Ihr weiterer Lebensweg führte Sie nach Australien. Was haben Sie dort gemacht?

Ich war zunächst hauptsächlich als Leiterin Marketing/PR für ein Sportunternehmen tätig und machte gleichzeitig meinen Bachelor Germanistik, gefolgt von einem Master in englischer Sprachwissenschaft. Daraufhin begann ich meine Arbeit als Englischlehrerin und Coach für Immigrant:innen und Geflüchtete.

Inwieweit hat Sie Ihre Tätigkeit als Sprachlehrerin in Australien für Ihre Zeit bei der Artemed Stiftung vorbereitet?

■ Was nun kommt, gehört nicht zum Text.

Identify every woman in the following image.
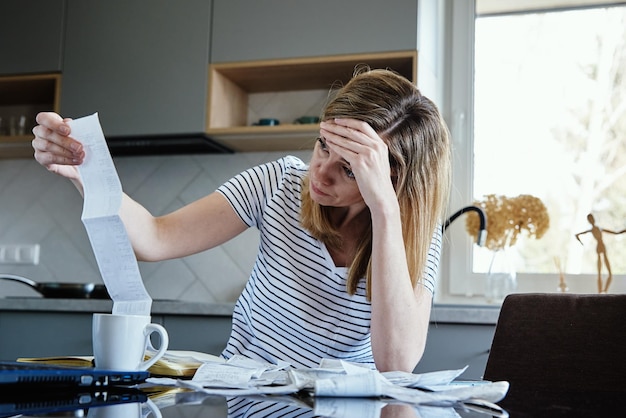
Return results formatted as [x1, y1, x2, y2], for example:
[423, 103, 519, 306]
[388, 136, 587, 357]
[33, 70, 450, 372]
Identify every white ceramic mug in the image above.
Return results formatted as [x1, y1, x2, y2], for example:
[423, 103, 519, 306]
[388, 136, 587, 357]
[92, 313, 169, 370]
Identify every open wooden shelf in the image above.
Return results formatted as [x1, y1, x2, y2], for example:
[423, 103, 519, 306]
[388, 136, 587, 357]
[0, 74, 61, 158]
[206, 51, 417, 151]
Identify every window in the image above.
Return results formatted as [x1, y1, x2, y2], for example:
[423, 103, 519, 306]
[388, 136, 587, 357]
[442, 0, 626, 301]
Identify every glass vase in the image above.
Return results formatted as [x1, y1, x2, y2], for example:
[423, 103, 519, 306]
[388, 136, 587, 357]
[485, 248, 517, 304]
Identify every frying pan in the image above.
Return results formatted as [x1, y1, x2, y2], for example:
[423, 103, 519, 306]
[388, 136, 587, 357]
[0, 274, 110, 299]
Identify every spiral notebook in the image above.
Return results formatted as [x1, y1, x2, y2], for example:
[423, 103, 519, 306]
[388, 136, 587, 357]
[0, 386, 148, 418]
[0, 361, 150, 391]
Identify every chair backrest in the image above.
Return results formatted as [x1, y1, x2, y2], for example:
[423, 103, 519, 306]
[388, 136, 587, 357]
[484, 293, 626, 393]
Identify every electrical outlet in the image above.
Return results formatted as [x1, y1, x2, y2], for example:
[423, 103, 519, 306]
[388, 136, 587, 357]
[0, 244, 40, 266]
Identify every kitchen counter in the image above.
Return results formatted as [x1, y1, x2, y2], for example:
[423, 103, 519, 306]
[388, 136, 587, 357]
[0, 297, 234, 316]
[0, 297, 500, 324]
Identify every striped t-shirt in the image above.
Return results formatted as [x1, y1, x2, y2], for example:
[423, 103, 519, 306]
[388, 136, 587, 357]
[218, 156, 441, 367]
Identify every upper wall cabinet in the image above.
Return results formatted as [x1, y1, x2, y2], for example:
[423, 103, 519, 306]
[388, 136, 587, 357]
[211, 0, 417, 63]
[0, 0, 65, 75]
[61, 0, 211, 137]
[206, 50, 417, 151]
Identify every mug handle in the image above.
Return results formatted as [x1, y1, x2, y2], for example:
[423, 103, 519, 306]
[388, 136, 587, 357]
[137, 323, 170, 370]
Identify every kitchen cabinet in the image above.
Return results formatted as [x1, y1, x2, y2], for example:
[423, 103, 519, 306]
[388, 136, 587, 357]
[0, 74, 61, 159]
[0, 0, 65, 75]
[211, 0, 418, 63]
[206, 50, 417, 151]
[61, 0, 211, 137]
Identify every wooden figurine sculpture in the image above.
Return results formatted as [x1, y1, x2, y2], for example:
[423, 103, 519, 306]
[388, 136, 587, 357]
[576, 213, 626, 293]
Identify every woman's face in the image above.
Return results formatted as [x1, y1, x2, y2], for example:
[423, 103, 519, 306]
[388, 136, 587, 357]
[309, 138, 365, 207]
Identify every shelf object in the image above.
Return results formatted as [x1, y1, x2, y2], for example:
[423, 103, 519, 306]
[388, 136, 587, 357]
[206, 51, 417, 152]
[0, 74, 61, 159]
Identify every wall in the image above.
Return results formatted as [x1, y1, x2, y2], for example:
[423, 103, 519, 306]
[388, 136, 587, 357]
[0, 150, 310, 302]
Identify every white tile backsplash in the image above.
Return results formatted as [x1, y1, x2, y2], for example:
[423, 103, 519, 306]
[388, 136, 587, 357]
[0, 150, 310, 302]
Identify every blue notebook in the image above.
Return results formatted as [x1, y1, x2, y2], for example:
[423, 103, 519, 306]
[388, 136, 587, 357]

Ich war in verschiedenen Stellen – auch ehrenamtlich – für viele Menschen, die aus ihrer Heimat geflüchtet sind zuständig. Ich war tief berührt von dem erschreckenden Leid, das viele dieser Menschen erlebt haben. Jedoch auch tief beeindruckt von ihrem Mut, ihrer Widerstandsfähigkeit und ihre ungetrübte Lebensfreude. Ob das nun die Leidtragenden der Konflikte im Sudan und Nigeria waren, die in Australien neue Hoffnung suchten, oder die Menschen, denen ein Entkommen aus den Favelas Brasiliens, den Villas Miseria Argentiniens und weiteren Armenvierteln Südamerikas gelungen war, um in Australien ein neues Leben beginnen zu können – die Geschichten dieser Menschen haben meine persönliche Lebenseinstellung geprägt und mich somit, auch wenn ich zu dieser Zeit noch nichts von meiner künftigen Arbeit für die Artemed Stiftung wusste, darauf vorbereitet mit offenem Herzen und einem hohen Maß an Empathie und Hilfsbereitschaft durchs Leben zu gehen.

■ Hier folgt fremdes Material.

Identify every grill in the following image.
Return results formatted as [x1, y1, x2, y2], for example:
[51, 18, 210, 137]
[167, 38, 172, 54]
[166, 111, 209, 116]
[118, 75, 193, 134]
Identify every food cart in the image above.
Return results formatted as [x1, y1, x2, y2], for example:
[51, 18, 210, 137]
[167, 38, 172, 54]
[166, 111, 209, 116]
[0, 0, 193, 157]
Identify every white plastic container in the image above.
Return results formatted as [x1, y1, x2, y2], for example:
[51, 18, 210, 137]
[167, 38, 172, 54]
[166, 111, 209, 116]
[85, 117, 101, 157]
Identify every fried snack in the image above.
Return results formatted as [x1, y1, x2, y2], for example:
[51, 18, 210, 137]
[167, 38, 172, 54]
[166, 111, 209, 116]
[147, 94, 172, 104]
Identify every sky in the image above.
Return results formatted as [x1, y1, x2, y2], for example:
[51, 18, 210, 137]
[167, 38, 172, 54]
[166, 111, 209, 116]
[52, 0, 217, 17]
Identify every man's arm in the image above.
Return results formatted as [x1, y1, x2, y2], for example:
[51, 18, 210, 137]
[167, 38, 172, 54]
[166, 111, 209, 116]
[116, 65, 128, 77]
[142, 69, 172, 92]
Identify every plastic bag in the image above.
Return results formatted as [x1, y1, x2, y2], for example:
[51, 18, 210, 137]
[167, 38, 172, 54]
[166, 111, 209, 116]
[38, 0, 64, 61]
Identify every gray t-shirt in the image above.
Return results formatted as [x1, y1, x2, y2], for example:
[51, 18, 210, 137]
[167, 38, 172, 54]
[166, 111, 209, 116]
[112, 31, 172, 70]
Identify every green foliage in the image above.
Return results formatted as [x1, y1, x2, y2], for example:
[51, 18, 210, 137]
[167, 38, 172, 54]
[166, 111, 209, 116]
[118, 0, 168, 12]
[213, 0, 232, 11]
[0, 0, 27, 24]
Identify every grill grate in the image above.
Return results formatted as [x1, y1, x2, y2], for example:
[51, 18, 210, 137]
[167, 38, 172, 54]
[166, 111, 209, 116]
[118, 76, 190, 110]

Was wünschen Sie sich für die Zukunft?

Die Perspektive, der Artemed Stiftung mit ganzem Einsatz zur Verfügung zu stehen, die wunderbaren Projekte zu unterstützen, sie auf nachhaltiges Wachstum bedacht zu leiten, macht mich stolz und glücklich. Ich kann es kaum erwarten, den Menschen zu begegnen, die gemeinsam mit der Artemed Stiftung engagiert und unermüdlich daran arbeiten, das Leben der Patient:innen in La Paz, Bolivien, Nyangao, Tansania und Bogale, Myanmar zu verbessern oder gar zu retten. Ich freue mich auf die erfüllende Aufgabe, von diesen Menschen zu lernen und mit ihnen tätig sein zu können.